Where do you stand?
In my last post, Check Yourself, we discussed the short list of big questions you need to “check your business before you wreck your business”. That’s because trying to drive growth through the unfamiliar methods of innovation can be an unnatural act for most established companies.
First, do no harm.
It’s easy to do more harm than good.
Growth by innovation – without the right team or preparation – is like going on any journey ill-equipped. Starts fun. Ends badly.
Bad results leave bad memories. Expect failure to delay the appetite for innovation. It may just set you back a few quarters, but if your culture has a long memory, it could take another generation of leaders to risk a second run at it.
You Are Here.
To plan properly you need a more comprehensive assessment, and action plan to build innovation capabilities. It’s like plotting a big “You Are Here” pin on the map. Once you know where you are, it’s a lot easier to get where you want to go.
To do that properly, you need an objective benchmark.
Over the years we’ve designed and refined our own scorecard for corporate innovation. You may find it gives you a clearer path for your own organization.
Chart a path.
Test your executives on their perceptions, and back it up with evidence to ensure objectivity: Do you have an accurate sense of the trends, drivers and volatility underpinning your markets? How clear and broadly understood is your vision? How dedicated would you say your leaders are to taking risks to win the future? What’s the organization’s fitness and alignment to deliver on that aspiration?
We gauge organizations across those factors on five levels of sophistication. It starts with very novice capabilities at Level One, where innovations appear completely random. At Level Two they move up to disjointedly opportunistic, and up the scale to capable Level Three – where your people have the basics down cold on a repeatable innovation cycle. At Level Four systemic innovation means everyone pulls together and you start to see the economies of connectivity, where 1 + 1 produces substantially more than 2.

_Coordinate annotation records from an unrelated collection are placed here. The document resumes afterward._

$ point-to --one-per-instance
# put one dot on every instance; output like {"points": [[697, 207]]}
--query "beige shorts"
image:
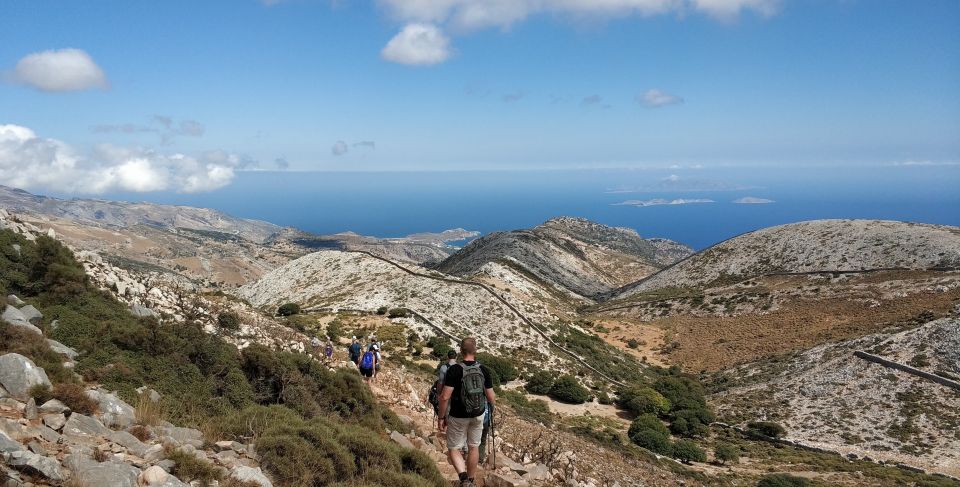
{"points": [[464, 431]]}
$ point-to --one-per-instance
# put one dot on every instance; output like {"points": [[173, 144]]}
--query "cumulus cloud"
{"points": [[165, 126], [418, 44], [29, 161], [511, 97], [479, 14], [654, 98], [339, 148], [661, 201], [751, 200], [59, 70]]}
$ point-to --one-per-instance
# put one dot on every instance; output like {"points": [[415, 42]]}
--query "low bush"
{"points": [[643, 400], [502, 367], [539, 383], [189, 468], [567, 389], [229, 321], [687, 451], [726, 453], [649, 432], [783, 480], [288, 309], [766, 428]]}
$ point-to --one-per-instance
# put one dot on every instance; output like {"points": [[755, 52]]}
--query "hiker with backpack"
{"points": [[433, 397], [355, 351], [367, 365], [467, 389]]}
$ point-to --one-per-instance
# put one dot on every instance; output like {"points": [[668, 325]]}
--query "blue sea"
{"points": [[392, 204]]}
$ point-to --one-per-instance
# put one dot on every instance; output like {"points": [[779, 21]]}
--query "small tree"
{"points": [[288, 309], [568, 389], [540, 382], [726, 452], [649, 432], [228, 320], [783, 480], [766, 428], [687, 451]]}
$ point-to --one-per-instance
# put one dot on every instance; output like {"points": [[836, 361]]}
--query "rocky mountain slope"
{"points": [[126, 214], [829, 398], [572, 255], [812, 246]]}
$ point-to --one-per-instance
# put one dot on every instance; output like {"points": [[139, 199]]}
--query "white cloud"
{"points": [[418, 45], [661, 201], [654, 98], [59, 70], [479, 14], [751, 200], [339, 148], [28, 161]]}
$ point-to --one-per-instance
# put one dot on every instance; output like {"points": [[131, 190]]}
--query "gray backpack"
{"points": [[472, 392]]}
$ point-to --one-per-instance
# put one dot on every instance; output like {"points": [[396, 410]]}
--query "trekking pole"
{"points": [[493, 436]]}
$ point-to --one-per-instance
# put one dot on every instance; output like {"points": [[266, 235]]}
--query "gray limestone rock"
{"points": [[32, 314], [62, 349], [84, 428], [32, 463], [18, 374], [113, 411], [14, 317]]}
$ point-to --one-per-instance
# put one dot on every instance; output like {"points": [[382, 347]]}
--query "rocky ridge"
{"points": [[573, 255], [812, 246]]}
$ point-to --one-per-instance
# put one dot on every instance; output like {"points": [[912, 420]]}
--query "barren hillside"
{"points": [[572, 255], [820, 245]]}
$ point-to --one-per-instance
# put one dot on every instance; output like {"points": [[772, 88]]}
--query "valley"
{"points": [[767, 322]]}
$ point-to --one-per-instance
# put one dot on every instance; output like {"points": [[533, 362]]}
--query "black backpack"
{"points": [[472, 393]]}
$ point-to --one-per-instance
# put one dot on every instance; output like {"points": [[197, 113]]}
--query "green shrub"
{"points": [[726, 453], [398, 313], [691, 422], [649, 432], [539, 383], [643, 400], [229, 321], [567, 389], [502, 367], [288, 309], [189, 468], [687, 451], [783, 480], [766, 428]]}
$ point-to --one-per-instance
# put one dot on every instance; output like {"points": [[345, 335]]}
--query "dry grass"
{"points": [[715, 343]]}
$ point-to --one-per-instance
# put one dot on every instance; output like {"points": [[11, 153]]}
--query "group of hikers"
{"points": [[462, 398], [463, 402]]}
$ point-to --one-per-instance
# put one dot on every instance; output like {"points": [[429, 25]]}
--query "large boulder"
{"points": [[33, 315], [14, 317], [113, 411], [248, 474], [141, 311], [108, 473], [34, 464], [18, 374], [62, 349], [9, 445]]}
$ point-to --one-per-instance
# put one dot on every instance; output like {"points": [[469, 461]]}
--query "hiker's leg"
{"points": [[456, 439], [473, 457]]}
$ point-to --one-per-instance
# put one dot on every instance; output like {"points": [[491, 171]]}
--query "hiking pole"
{"points": [[493, 435]]}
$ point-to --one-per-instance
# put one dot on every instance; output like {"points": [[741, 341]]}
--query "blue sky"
{"points": [[179, 95]]}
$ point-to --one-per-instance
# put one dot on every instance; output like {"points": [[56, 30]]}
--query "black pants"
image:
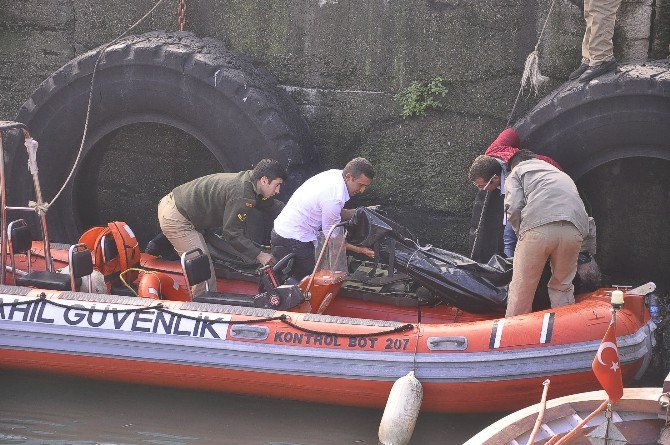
{"points": [[304, 261]]}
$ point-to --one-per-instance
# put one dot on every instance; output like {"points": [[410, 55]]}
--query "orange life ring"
{"points": [[161, 286]]}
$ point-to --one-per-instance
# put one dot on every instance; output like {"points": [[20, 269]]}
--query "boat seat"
{"points": [[80, 261], [45, 280], [225, 298], [195, 265]]}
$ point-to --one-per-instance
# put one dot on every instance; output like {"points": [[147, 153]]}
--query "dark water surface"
{"points": [[49, 410]]}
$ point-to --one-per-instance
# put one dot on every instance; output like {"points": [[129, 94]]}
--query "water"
{"points": [[48, 410]]}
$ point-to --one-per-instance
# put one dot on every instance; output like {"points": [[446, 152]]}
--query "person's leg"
{"points": [[530, 257], [509, 240], [601, 48], [183, 236], [304, 260], [563, 262]]}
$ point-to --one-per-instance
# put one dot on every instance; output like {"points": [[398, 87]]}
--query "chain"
{"points": [[182, 14]]}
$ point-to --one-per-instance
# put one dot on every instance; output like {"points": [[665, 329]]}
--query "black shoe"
{"points": [[598, 70], [578, 72]]}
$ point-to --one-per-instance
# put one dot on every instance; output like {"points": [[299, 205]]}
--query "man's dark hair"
{"points": [[270, 168], [484, 167], [520, 156], [360, 166]]}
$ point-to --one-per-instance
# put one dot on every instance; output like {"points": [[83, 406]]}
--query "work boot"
{"points": [[598, 70], [579, 71]]}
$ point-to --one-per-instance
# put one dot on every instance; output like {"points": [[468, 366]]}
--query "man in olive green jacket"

At Level Five the organization practices a natural competence where innovation looks easy or even disappears into the wallpaper. You flex with the changing markets, completely adaptive to prevailing conditions.
Few reach Level Five’s “innovation nirvana” on all aspects of their organization. But if you don’t try, you won’t have a shot.
You can audit your innovation capacity against this Innovation Competency Matrix™.
Figure out where you are on the scale, then set a roadmap to build innovation excellence into the fiber of the business. When you push your organization forward, you’ll find your:
- leaders inspire informed risk-taking consistent with your portfolio strategy for innovation. In most organizations, leaders espouse grand goals with no clear strategy. Followers either get disappointed when priorities shift, or blamed when efforts fail.
- processes enable your people to reveal new market opportunities and design solutions that exploit your assets and brand advantages. Great innovators know their customers better than they know themselves – much the way that Netflix or Amazon anticipates your preferences and offers remarkably prescient suggestions.
- structure compels teams to collaborate. In most organizations innovation is a hobby sport of self-organizing teams who have to buck the system to take a risk.
- people apply the knowledge, tools, skills, discipline and aspiration to find the future first and win it best.
- culture reflects these aspirations in a virtuous circle.
You will see the results of your efforts in the the quality and cadence of the outcomes you achieve. This makes a useful foundation for a broader survey of your people and your customers.
Measure your readiness.
You’ll know when you’re making progress. Results show up in a growing font of new revenues. Real innovation drives new income streams from sources you could never have otherwise achieved.